In [1]:
import numpy as np

First we must have the data. A sample with features, and the true value of our labels.
 * $x^{(m)}$: One sample of our data
 * $y_{t}^{(m)}$: true value of our labels
 
Our input will be a column vector (e.g. with four features here):
$$\begin{bmatrix}
    x_{1} \\
    x_{2} \\
    x_{3} \\
    x_{4}
  \end{bmatrix}$$

Then we need to define our hyper-parameters: Epoch and learning rate ($\eta$).

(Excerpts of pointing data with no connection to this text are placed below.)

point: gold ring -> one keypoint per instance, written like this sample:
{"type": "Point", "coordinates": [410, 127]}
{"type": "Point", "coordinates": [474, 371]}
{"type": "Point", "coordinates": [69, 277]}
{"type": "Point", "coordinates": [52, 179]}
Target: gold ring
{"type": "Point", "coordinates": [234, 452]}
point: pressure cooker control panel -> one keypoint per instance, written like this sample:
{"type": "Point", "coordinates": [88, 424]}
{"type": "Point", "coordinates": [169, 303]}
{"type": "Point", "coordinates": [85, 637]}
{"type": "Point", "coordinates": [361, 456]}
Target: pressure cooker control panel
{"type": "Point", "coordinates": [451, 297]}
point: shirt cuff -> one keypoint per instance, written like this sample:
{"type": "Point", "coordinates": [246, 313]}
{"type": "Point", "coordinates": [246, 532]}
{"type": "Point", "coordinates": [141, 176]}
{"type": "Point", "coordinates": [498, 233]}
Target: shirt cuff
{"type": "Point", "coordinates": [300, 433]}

We initialize our weights ($W_{h}, W_{i}$) and biases ($b_{i}, b_{h}$). Weights refer to connections between neurons (perceptrons?) and biases refer to parameters in the neurons.

We define the cost function (for example, mean squared error) that gives us our error E.

Then...
`for i in range(epoch):`

We feedforward by passing our data samples into the NN

Then we feedbackward by updating our weights and biases so that our error is minimized.

### Feedforward:
For a one layer neural network where $h$ is our layer and $y$ is our output:

$$h^{(m)} = \sigma\left(W_{i}x^{(m)} + b_{i}\right)$$
$$y_{p}^{(m)} = \sigma\left(W_{h}h^{(m)} + b_{h}\right)$$

where $\sigma(x)$ is a logistic function.

### Cost function
A function that defines our error, e.g. here is mean squared error
$$E = \sum_{m=1}^{N}(y_{p}^{m} - y_{t}^{m})^{2}$$

### Feedbackward:
Minimize error by adjusting weights and biases


How do we update the weights to minimize the error?

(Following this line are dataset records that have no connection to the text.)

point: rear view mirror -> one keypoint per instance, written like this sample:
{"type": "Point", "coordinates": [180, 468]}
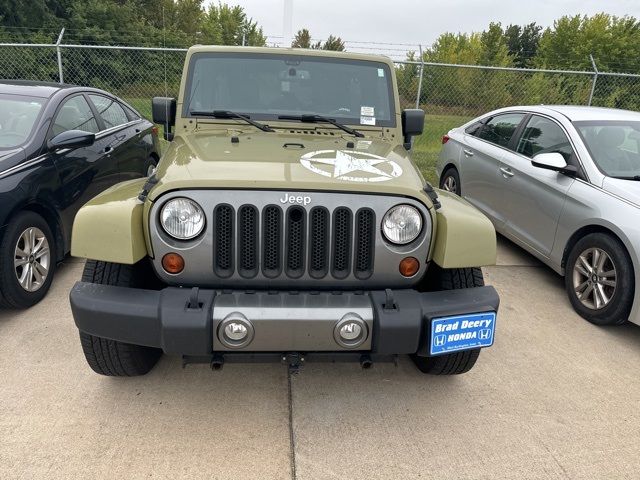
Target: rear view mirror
{"type": "Point", "coordinates": [71, 139]}
{"type": "Point", "coordinates": [412, 124]}
{"type": "Point", "coordinates": [163, 111]}
{"type": "Point", "coordinates": [553, 161]}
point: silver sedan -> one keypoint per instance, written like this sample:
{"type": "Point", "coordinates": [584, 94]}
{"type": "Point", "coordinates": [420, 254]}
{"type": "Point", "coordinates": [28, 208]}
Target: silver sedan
{"type": "Point", "coordinates": [563, 182]}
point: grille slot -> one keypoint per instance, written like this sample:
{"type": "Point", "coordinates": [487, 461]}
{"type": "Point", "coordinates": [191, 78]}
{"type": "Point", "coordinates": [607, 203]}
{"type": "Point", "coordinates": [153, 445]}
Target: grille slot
{"type": "Point", "coordinates": [318, 242]}
{"type": "Point", "coordinates": [342, 233]}
{"type": "Point", "coordinates": [295, 246]}
{"type": "Point", "coordinates": [365, 243]}
{"type": "Point", "coordinates": [272, 241]}
{"type": "Point", "coordinates": [248, 241]}
{"type": "Point", "coordinates": [223, 241]}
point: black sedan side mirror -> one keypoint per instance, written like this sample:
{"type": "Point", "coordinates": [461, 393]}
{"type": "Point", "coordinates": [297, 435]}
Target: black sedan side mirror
{"type": "Point", "coordinates": [163, 111]}
{"type": "Point", "coordinates": [71, 139]}
{"type": "Point", "coordinates": [412, 124]}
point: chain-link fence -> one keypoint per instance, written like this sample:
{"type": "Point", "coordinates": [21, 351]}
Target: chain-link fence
{"type": "Point", "coordinates": [450, 94]}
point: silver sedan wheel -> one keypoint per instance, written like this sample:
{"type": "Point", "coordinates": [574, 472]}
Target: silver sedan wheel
{"type": "Point", "coordinates": [594, 278]}
{"type": "Point", "coordinates": [32, 259]}
{"type": "Point", "coordinates": [450, 184]}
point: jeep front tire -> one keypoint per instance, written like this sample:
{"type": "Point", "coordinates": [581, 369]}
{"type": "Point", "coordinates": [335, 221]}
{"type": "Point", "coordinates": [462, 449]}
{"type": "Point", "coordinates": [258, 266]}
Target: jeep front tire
{"type": "Point", "coordinates": [458, 362]}
{"type": "Point", "coordinates": [110, 357]}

First we should define the cost function. for our example here the MSE is our cost function:

$E= \frac{1}{2} ({\bf y}_t - {\bf y}_p)^T ({\bf y}_t - {\bf y}_p)$

We update the weight (${\bf W}_i$ and ${\bf W}_h$) such that the error, $E$, being minimized. The most popular algorithm is Gradient Descent:

${\bf W}_h = {\bf W}_h + \eta {\partial E}/{\partial {\bf W}_h} $

For our above example we can show that:

${\partial E}/{\partial {\bf W}_h} = ({\bf y}_t - {\bf y}_p) {\bf y}_p (1 - {\bf y}_p)\bf {h}$

where ${\bf h} = \sigma({\bf W}_i {\bf x}_i + {\bf b}_i)$

In above code:

$D = {\bf y}_t - {\bf y}_p$

${\bf y}_p (1 - {\bf y}_p)$ = slope_hidden_layer

$\bf {h}$ = hiddenlayer_activations

In [11]:
# check this out:
# https://www.analyticsvidhya.com/blog/2017/05/neural-network-from-scratch-in-python-and-r/
# Input array
X=np.array([[1,0,1,0],[1,0,1,1],[0,1,0,1]])

#Output
y=np.array([[1],[1],[0]])


#Sigmoid Function
def sigmoid (x):
    return 1/(1 + np.exp(-x))


#Derivative of Sigmoid Function
def derivatives_sigmoid(x):
    return x * (1 - x)



#Variable initialization
epoch=5000 #Setting training iterations
lr=0.1 #Setting learning rate
inputlayer_neurons = X.shape[1] #number of features in data set
hiddenlayer_neurons = 3 #number of hidden layers neurons
output_neurons = 1 #number of neurons at output layer

#weight and bias initialization
wh=np.random.uniform(size=(inputlayer_neurons,hiddenlayer_neurons))
bh=np.random.uniform(size=(1,hiddenlayer_neurons))
wout=np.random.uniform(size=(hiddenlayer_neurons,output_neurons))
bout=np.random.uniform(size=(1,output_neurons))


for i in range(epoch):
    #Forward Propogation
    hidden_layer_input1=np.dot(X,wh)
    hidden_layer_input=hidden_layer_input1 + bh
    hiddenlayer_activations = sigmoid(hidden_layer_input)
    output_layer_input1=np.dot(hiddenlayer_activations,wout)
    output_layer_input= output_layer_input1+ bout
    output = sigmoid(output_layer_input)

    #Backpropagation
    D = y-output
    slope_output_layer = derivatives_sigmoid(output)
#     slope_hidden_layer = derivatives_sigmoid(hiddenlayer_activations)
    d_output = D * slope_output_layer
#     Error_at_hidden_layer = d_output.dot(wout.T)
#     d_hiddenlayer = Error_at_hidden_layer * slope_hidden_layer
    wout += hiddenlayer_activations.T.dot(d_output) *lr
#     bout += np.sum(d_output, axis=0,keepdims=True) *lr
#     wh += X.T.dot(d_hiddenlayer) *lr
#     bh += np.sum(d_hiddenlayer, axis=0,keepdims=True) *lr

print(output)

[[0.68801785]
 [0.69347942]
 [0.62858153]]